Twenty years ago, in the hey-day of 300 baud modems, I never actually hosted a BBS. I couldn’t afford a spare phone line, nor a spare Commodore 64.
I did however, play around with HAL BBS – some very simple BBS software.
There was a rumour out on the web out there that HAL BBS wasn’t to be trusted – it had two backdoors built into the software. It was compiled BASIC, so it wasn’t easy to view the source, but I had a bash at finding those backdoors.
The first one was fairly easy to guess. Every user was assigned a number, which they used, in combination with a password to log in. I think it was the login page prompt that had the clue. It had a prompt like: “Enter user number (0-254):”
The maximum user id was 254. Doesn’t that sound suspicious? Sure enough, there was a mysterious user 255 defined in the database, with full privileges. A simple password change on user 255 closed that hole.
The second security hole was much tougher. I searched labouriously through the hard-coded strings inside the compiled code. One string raised a flag. It looked something like "N:SCORCHED EARTH,A0"
. I don’t remember the exact phrase in the middle, but it was 16 characters that would cause dread in the mind of any sysop.

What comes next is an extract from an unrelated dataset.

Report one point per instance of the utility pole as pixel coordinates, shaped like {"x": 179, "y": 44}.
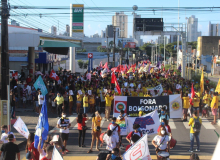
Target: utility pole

But it wasn’t just that phrase; it was where it was placed. In the middle of what looked very much like a 1541 Disk Drive NEW command. If that string was sent to the disk-drive along the command-channel, the result (many minutes later) was a freshly formatted 5 1/4″ floppy. The entire 170 KB of storage gone! (Don’t laugh, this was very serious! That’s a lot of messages.)
I changed the string to "S:CANARY XXXXXXX,A0"
and created a file with that name on the disk. Now, it wouldn’t format the disk, but merely delete the canary file, so the sysop could (eventually) notice something was up.
I still wanted to know the trigger – where was the easter-egg that caused this destructive force to be unleashed?
The BBS was named after HAL 9000, the computer in Arthur C. Clarke‘s 2001. In the sequel, 2010, a special remote control triggering device is installed to deactivate HAL.[Ref]
Heywood Floyd: The control’s in my compartment. Little red calculator? You’ve seen it. You put in nine ‘9s’. Take the square root, and then hit ‘Integer.’
I figured that was a key clue, and I tried dozens of combinations to try to trigger the backdoor. I never had any luck.
This morning, I was thinking about this. I realised that, although I hadn’t noticed – or even thought about this for two decades – this issue has actually been gnawing at my insides the entire time.
I decided to include my plea to the web. I am hoping the long-tail of the web will answer me this question in less that 20 more years: Does anyone know how this HAL BBS backdoor was triggered?
It is safe to tell me; I promise not to actually run it on any Commodore-64-based primitive BBS systems still running. Honest!
Comment by Randolf Richardson on September 28, 2011
I think I’d better switch my BBS software over to Blue Board (by Martin Sikes, if I recall the author’s name correctly) before someone else gets some wild ideas! 😉
Comment by Gary Hedberg on June 3, 2013
As I recall HAL was also available on a Commodore 64 Cartridge. I wish I could find one of those. I ran the BBS off of an SX-64 in the Kansas City area in 1986-87. I was using it as part of the master’s thesis project while attending the Nursing Anesthesia program and KUMC.
Comment by George S. on March 8, 2015
I can’t remember the details (like the password), but I used a BASIC decompiler on it, so I could customize it as desired. When looking through the source code, I don’t remember noticing user 255 or the format command (hopefully I found them and just forgot), but I definitely remember seeing a hardcoded password (actually, maybe that was user 255’s password) that gave sysop access. I left the code, but changed the password. (i found this thread searching for the password, but at least now I know the software’s name.)
Comment by George S. on March 8, 2015
PS: I just downloaded HAL BBS 1.0 from http://www.zimmers.net/bbs/ and am looking through it with TextEdit (Notepad), and I see long strings of text, which appear to be a shareware doantion request, followed by installation instructions, and in there, it clearly mentions the user 255 after installation: “T THIS POINT, DELETE USER 255″…”WHICH WAS USED TO DIMENSION THE”. I didn’t see SCORCHED EARTH, but I found “HAL-9000″…”EARTH”. (I wasn’t expecting to see anything, but maybe this was an uncompiled version, with viewable source code.)
Comment by George S. on March 8, 2015
…OK, forget the first comment; I used a different BBS program (no idea which, and don’t feel like downloading all of them).